While writing has always held a spot in American education as one of the three Rs, many say writing clearly and accurately is more important than ever - and not all workers are up to the task.
In a fast-paced workplace, precision and brevity are essential. For e-mails, reports and presentations, the commission found that accuracy, clarity, spelling, punctuation, grammar and conciseness ranked among the most sought-after skills.
"There's no way to say that writing has gotten worse," said Susan Traiman, director of the education initiative for the Business Roundtable. Rather, "the demand has gotten greater."
The commission surveyed Business Roundtable members in six sectors - mining; construction; manufacturing; transportation and utilities; services; and finance, insurance and real estate.
Two-thirds of salaried workers in large U.S. companies have jobs that require some writing - and this includes some of the most technical occupations.
"Writing skills tend to be critical more on the salaried side of things, but even for our hourly jobs, to be able to communicate shift to shift," said Thomas Siegele, a human resources manager for paint and glass maker PPG Industries Inc., based in Pittsburgh.
William Raney, president of the industry group West Virginia Coal Association, said writing skills are necessary for such varied groups as electricians, engineers and foremen, who often draft proposals for government agencies and regulatory bodies.
"There's a great need to translate the technical to the practical," Raney said.
A majority of survey respondents said about two-thirds of employees - both current workers and new hires - meet writing requirements.

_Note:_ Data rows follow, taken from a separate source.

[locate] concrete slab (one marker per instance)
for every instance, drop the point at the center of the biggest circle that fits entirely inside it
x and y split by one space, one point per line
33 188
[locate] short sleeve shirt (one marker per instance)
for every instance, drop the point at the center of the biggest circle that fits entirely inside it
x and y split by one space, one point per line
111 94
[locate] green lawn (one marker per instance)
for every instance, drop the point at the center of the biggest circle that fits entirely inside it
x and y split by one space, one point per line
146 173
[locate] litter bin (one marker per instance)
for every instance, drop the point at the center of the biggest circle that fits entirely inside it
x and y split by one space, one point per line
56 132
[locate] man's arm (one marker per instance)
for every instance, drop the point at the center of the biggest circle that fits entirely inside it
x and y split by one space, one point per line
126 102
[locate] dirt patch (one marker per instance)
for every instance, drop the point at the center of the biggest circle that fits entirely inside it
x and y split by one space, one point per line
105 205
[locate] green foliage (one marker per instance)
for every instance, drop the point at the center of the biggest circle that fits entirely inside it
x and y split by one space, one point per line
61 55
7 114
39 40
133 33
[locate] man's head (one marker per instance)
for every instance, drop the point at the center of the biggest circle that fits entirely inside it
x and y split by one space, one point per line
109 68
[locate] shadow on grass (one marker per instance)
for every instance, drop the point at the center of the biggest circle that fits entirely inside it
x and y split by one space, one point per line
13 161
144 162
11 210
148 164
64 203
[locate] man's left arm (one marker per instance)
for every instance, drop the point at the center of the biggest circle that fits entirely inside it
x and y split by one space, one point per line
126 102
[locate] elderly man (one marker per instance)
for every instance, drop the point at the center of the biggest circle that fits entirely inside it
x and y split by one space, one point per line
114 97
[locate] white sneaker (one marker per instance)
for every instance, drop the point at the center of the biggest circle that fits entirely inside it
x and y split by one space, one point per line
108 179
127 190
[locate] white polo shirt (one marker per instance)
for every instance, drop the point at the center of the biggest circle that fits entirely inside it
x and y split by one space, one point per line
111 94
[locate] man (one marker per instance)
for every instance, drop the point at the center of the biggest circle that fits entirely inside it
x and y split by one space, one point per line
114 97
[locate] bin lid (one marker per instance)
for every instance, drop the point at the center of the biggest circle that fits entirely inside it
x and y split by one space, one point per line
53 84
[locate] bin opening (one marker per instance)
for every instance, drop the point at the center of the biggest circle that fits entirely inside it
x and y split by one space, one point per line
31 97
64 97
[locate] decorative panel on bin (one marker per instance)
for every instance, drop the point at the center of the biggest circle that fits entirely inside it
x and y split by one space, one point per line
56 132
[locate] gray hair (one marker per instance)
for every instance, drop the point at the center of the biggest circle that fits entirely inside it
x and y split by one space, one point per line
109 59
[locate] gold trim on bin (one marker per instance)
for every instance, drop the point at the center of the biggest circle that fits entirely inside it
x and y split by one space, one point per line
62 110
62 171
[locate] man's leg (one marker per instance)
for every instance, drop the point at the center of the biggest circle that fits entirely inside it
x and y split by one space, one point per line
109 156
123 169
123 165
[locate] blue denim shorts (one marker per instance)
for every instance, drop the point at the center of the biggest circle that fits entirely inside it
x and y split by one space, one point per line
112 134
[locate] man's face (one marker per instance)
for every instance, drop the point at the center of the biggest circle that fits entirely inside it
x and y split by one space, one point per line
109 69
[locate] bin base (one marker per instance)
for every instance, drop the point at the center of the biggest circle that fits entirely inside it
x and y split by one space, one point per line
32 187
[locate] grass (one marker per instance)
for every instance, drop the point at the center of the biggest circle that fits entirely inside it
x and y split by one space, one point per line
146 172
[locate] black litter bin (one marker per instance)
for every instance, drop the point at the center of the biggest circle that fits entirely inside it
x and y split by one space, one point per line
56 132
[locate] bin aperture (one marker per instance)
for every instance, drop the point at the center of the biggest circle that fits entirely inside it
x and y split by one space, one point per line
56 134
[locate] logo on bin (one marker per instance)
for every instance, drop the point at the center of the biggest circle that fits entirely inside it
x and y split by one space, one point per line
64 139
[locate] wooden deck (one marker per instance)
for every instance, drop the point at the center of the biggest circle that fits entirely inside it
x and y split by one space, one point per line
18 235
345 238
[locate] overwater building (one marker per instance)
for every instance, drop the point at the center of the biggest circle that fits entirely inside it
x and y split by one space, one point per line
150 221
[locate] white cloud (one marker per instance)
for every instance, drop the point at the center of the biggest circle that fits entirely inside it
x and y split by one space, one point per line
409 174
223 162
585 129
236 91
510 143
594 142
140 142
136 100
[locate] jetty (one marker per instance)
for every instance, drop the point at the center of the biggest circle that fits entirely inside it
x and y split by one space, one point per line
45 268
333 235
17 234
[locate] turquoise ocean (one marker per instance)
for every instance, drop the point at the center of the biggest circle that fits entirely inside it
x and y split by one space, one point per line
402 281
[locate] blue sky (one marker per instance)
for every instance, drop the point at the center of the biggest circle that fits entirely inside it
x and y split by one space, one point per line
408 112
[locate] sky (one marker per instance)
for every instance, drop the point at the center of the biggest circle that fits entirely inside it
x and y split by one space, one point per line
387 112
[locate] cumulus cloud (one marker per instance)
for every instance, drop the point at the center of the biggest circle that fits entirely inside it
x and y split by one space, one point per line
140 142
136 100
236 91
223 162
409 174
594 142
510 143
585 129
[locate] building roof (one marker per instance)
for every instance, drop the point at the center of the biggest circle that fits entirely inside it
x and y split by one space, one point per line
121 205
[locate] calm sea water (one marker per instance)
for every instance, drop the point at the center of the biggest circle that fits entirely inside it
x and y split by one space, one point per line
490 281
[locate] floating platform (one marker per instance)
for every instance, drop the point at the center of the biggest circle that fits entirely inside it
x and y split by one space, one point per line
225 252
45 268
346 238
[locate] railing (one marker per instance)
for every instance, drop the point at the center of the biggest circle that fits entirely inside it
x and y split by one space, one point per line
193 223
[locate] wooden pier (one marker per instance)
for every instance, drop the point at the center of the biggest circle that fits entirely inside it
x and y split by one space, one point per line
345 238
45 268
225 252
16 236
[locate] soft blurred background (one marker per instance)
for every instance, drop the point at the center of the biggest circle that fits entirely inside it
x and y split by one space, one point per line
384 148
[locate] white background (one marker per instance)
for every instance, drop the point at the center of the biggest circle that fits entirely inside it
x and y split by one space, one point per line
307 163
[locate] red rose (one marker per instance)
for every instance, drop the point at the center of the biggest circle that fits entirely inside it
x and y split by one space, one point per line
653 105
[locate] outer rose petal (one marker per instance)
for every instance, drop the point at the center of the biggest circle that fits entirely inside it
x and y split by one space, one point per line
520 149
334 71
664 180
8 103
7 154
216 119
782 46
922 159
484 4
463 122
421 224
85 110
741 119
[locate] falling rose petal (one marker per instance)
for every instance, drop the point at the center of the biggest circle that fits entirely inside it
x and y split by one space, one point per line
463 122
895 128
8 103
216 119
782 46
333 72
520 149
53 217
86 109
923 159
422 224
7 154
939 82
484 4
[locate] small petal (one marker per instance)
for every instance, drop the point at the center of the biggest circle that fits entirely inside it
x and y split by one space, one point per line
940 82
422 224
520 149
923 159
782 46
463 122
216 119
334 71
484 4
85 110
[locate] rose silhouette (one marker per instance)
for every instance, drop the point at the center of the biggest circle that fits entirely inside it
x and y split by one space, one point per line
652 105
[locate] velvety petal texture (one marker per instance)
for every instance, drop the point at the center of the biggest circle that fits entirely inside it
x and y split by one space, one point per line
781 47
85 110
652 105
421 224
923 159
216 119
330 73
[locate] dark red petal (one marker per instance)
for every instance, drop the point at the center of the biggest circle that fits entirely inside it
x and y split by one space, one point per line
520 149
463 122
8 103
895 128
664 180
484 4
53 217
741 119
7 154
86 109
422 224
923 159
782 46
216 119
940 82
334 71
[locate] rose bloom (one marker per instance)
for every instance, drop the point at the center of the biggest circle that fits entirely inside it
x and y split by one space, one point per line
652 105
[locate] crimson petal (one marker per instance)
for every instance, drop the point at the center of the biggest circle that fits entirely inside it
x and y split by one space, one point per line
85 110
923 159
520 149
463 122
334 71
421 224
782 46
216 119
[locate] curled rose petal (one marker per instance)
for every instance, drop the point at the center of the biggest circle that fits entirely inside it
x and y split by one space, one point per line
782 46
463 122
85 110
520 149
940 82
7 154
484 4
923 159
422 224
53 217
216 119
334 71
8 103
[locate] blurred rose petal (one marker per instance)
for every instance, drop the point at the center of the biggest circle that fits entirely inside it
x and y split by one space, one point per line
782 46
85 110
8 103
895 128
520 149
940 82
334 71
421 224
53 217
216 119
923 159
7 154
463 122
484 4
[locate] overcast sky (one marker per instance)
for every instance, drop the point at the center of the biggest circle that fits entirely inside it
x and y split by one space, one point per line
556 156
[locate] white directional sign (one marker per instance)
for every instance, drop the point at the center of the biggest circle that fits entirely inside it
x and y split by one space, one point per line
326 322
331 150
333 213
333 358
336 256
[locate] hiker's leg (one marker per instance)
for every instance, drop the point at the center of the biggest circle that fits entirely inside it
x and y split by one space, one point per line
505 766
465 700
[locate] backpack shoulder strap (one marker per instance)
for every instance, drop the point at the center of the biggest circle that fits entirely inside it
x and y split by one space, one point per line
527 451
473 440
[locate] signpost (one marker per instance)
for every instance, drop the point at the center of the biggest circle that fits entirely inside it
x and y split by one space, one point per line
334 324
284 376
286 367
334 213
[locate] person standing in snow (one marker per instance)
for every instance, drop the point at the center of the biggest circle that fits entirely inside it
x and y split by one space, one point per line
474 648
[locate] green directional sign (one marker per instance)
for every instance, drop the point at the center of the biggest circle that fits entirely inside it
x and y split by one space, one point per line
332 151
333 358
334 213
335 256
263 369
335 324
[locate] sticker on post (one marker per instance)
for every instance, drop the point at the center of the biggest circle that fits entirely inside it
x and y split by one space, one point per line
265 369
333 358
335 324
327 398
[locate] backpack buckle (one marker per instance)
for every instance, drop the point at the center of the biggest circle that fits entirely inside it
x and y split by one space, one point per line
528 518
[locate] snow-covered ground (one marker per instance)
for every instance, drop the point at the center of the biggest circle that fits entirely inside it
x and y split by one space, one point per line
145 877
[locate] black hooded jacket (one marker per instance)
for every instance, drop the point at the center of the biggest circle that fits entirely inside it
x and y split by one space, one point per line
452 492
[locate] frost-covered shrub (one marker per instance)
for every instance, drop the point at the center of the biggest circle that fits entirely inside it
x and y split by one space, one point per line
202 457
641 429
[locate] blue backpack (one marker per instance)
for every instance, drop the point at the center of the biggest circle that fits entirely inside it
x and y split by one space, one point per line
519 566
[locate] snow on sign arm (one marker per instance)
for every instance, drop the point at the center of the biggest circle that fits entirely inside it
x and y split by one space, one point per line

However, about one-third of respondents said one-third or fewer of current and new employees met those requirements. While lackluster writing skills do not necessarily impede success in all fields, more than half of the companies surveyed reported that they assess writing in hiring and promoting salaried employees.
The College Board, which administers the SAT, PSAT and Advanced Placement tests, says the responsibility lies with grade schools and universities - but training represents another potential solution.
"You're never too old to learn," said Bob Kerrey, co-chair of the writing commission and president of the New School University in New York City. "It's a skill that is acquirable."
The survey was mailed to 120 resource directors in corporations affiliated with the Business Roundtable. Sixty-four companies, or 53.3 percent, responded, representing nearly 4 million employees.